作者
Khalid Sawalha,Saeed Abughazaleh,Kyle Gobeil,Marshal Fox,Guy Rozen,E. Kevin Heist,Fadi Chalhoub
摘要
BACKGROUND: Intracardiac echocardiography (ICE) is increasingly used to guide left atrial appendage occlusion as an alternative to transesophageal echocardiography (TEE), particularly in elderly patients for whom general anesthesia may pose additional risks. Real-world comparative safety data in older adults remain limited, with prior studies including only small ICE cohorts. We aimed to compare short- and long-term outcomes of ICE- versus TEE-guided left atrial appendage occlusion in adults aged ≥80 years. METHODS: We queried the TriNetX US Collaborative Network to identify patients aged ≥80 years with atrial fibrillation who underwent percutaneous left atrial appendage occlusion from 2015 to 2025. Patients were stratified by imaging modality: ICE- versus TEE-guided approach. Propensity score matching (1:1) was performed across demographics and comorbidities, yielding 2913 patients per group. Outcomes were assessed from the index procedure through 7 days, 90 days, and 1 year using Cox proportional hazards models to generate hazard ratios with 95% CIs. Outcomes included mortality, stroke, device thrombosis, pericardial effusion, pericardiocentesis, tamponade, and device leak. RESULTS: Baseline characteristics were well balanced after matching, with a mean age of 83 years and 44% women. At 90 days, ICE and TEE demonstrated no significant differences in mortality (hazard ratio, 1.18 [95% CI, 0.81-1.73]), stroke, device thrombosis, pericardial effusion, pericardiocentesis, tamponade, or device leak. At 1-year follow-up, mortality (hazard ratio, 0.93 [95% CI, 0.76-1.13]), stroke, and device thrombosis remained similar between groups.
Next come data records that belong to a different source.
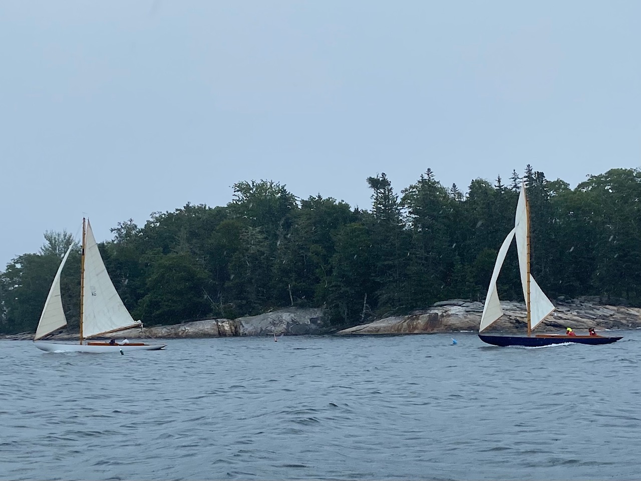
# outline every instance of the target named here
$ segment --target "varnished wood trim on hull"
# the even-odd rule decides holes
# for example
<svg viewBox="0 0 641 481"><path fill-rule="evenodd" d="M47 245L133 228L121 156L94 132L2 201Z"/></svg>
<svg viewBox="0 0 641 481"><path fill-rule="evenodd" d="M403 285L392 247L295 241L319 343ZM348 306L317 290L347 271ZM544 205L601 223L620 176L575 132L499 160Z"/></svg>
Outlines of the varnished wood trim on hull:
<svg viewBox="0 0 641 481"><path fill-rule="evenodd" d="M128 344L115 346L108 343L100 344L63 344L62 342L43 342L41 341L35 342L33 344L38 349L47 352L86 352L86 353L117 353L120 351L123 352L131 352L131 351L160 351L163 349L166 344Z"/></svg>
<svg viewBox="0 0 641 481"><path fill-rule="evenodd" d="M483 342L493 346L524 346L528 348L540 348L544 346L552 346L555 344L564 344L565 342L576 342L597 346L616 342L619 339L623 339L622 337L605 337L600 335L557 335L554 334L542 334L535 337L479 334L479 337Z"/></svg>

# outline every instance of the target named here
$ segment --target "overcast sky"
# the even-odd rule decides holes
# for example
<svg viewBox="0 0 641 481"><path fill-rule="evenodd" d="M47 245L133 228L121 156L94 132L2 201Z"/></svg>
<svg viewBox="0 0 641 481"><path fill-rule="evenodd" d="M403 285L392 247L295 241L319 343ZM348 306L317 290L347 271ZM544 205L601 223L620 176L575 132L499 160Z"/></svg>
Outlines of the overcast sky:
<svg viewBox="0 0 641 481"><path fill-rule="evenodd" d="M0 270L272 180L369 207L641 166L641 2L0 2Z"/></svg>

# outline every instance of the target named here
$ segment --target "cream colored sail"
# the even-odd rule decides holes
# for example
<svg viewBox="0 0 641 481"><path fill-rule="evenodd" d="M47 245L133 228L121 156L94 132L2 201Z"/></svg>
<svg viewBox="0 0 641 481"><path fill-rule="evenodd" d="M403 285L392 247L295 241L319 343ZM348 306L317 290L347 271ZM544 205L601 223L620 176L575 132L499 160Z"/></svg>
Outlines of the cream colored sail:
<svg viewBox="0 0 641 481"><path fill-rule="evenodd" d="M64 257L62 258L62 262L60 262L56 272L56 276L53 278L53 282L51 283L51 287L47 295L47 300L45 301L44 307L42 308L42 314L40 314L36 335L33 337L34 341L67 325L67 317L62 308L62 300L60 296L60 273L73 246L74 244L72 243L67 249Z"/></svg>
<svg viewBox="0 0 641 481"><path fill-rule="evenodd" d="M521 185L520 194L517 204L517 212L514 219L514 230L517 239L517 251L519 253L519 269L520 271L521 287L523 298L528 301L528 207L526 201L525 185ZM534 329L548 314L554 310L554 307L547 296L538 287L538 284L529 274L529 306L530 326Z"/></svg>
<svg viewBox="0 0 641 481"><path fill-rule="evenodd" d="M499 293L496 290L496 281L499 278L501 267L503 265L505 256L508 254L508 249L510 248L510 244L514 237L515 230L515 229L512 229L508 234L508 237L505 238L503 243L501 245L499 255L496 257L494 271L492 273L490 287L488 289L487 296L485 298L485 305L483 307L483 314L481 316L481 325L479 326L479 332L489 327L503 315L503 310L501 308L501 301L499 300Z"/></svg>
<svg viewBox="0 0 641 481"><path fill-rule="evenodd" d="M109 278L88 221L85 242L84 337L140 326L129 314Z"/></svg>

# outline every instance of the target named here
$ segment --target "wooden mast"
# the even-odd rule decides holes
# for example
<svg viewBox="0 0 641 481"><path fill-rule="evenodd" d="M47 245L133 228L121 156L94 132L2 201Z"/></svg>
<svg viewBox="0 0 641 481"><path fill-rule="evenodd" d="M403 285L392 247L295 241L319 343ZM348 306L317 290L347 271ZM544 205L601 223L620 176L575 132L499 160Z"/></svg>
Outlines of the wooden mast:
<svg viewBox="0 0 641 481"><path fill-rule="evenodd" d="M82 253L80 256L80 344L83 341L82 333L83 301L85 296L85 249L87 248L87 239L85 230L85 217L82 218ZM528 326L529 325L528 325Z"/></svg>
<svg viewBox="0 0 641 481"><path fill-rule="evenodd" d="M523 192L525 192L525 186L523 187ZM527 241L527 248L526 249L528 253L528 272L526 274L526 286L527 290L527 296L525 300L525 308L528 312L528 337L529 337L532 333L532 319L531 319L531 312L529 306L529 201L528 200L528 195L525 195L525 215L526 215L526 229L527 235L526 238L528 239Z"/></svg>

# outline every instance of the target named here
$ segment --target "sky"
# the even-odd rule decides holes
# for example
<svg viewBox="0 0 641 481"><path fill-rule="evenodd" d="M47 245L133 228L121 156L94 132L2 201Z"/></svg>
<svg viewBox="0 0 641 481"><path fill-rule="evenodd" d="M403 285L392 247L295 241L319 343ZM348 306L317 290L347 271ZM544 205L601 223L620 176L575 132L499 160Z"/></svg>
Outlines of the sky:
<svg viewBox="0 0 641 481"><path fill-rule="evenodd" d="M641 167L640 86L638 0L3 0L0 271L241 181L574 187Z"/></svg>

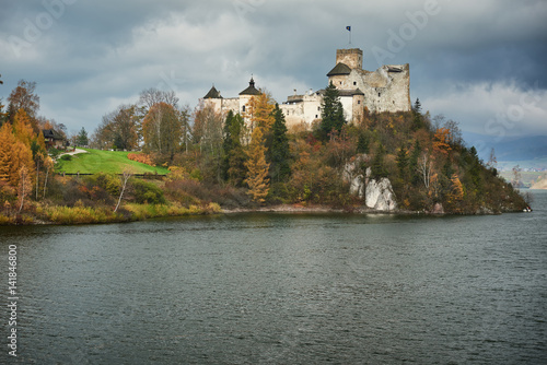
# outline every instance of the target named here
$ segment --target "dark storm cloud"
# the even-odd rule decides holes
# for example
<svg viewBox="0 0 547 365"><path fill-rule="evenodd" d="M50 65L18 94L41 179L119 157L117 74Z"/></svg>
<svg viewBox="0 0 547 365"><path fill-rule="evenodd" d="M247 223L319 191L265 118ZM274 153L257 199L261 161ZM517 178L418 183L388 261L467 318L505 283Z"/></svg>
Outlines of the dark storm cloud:
<svg viewBox="0 0 547 365"><path fill-rule="evenodd" d="M365 68L410 63L412 101L433 114L492 133L502 123L488 120L513 113L508 134L547 134L545 19L539 0L8 1L0 96L20 79L36 81L42 113L73 130L93 130L151 86L194 107L212 83L234 96L253 73L283 102L293 89L326 85L351 25Z"/></svg>

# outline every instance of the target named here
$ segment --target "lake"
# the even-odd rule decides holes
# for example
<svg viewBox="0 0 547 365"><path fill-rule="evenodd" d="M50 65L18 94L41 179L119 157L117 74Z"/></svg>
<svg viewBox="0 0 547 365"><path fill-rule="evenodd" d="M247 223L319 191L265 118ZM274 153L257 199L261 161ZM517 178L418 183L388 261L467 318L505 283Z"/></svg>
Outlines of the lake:
<svg viewBox="0 0 547 365"><path fill-rule="evenodd" d="M486 216L0 227L0 362L546 364L547 191L533 193L532 213Z"/></svg>

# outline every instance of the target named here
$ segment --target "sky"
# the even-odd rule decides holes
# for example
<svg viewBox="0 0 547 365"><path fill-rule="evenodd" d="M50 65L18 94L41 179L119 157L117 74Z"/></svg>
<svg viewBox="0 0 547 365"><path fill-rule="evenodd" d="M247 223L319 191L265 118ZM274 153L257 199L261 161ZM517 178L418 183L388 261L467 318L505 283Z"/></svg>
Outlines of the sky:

However, ICE was associated with a higher incidence of device leak compared with TEE (hazard ratio, 1.81 [95% CI, 1.11-2.97]). CONCLUSIONS: In this large propensity-matched cohort of very elderly patients undergoing left atrial appendage occlusion, ICE and TEE demonstrated comparable rates of mortality, stroke, and device thrombosis at 90 days and 1 year. ICE was associated with a higher rate of device leak at 1 year, warranting careful procedural technique and follow-up surveillance. Prospective studies are needed to define optimal intraprocedural imaging strategies in this high-risk population.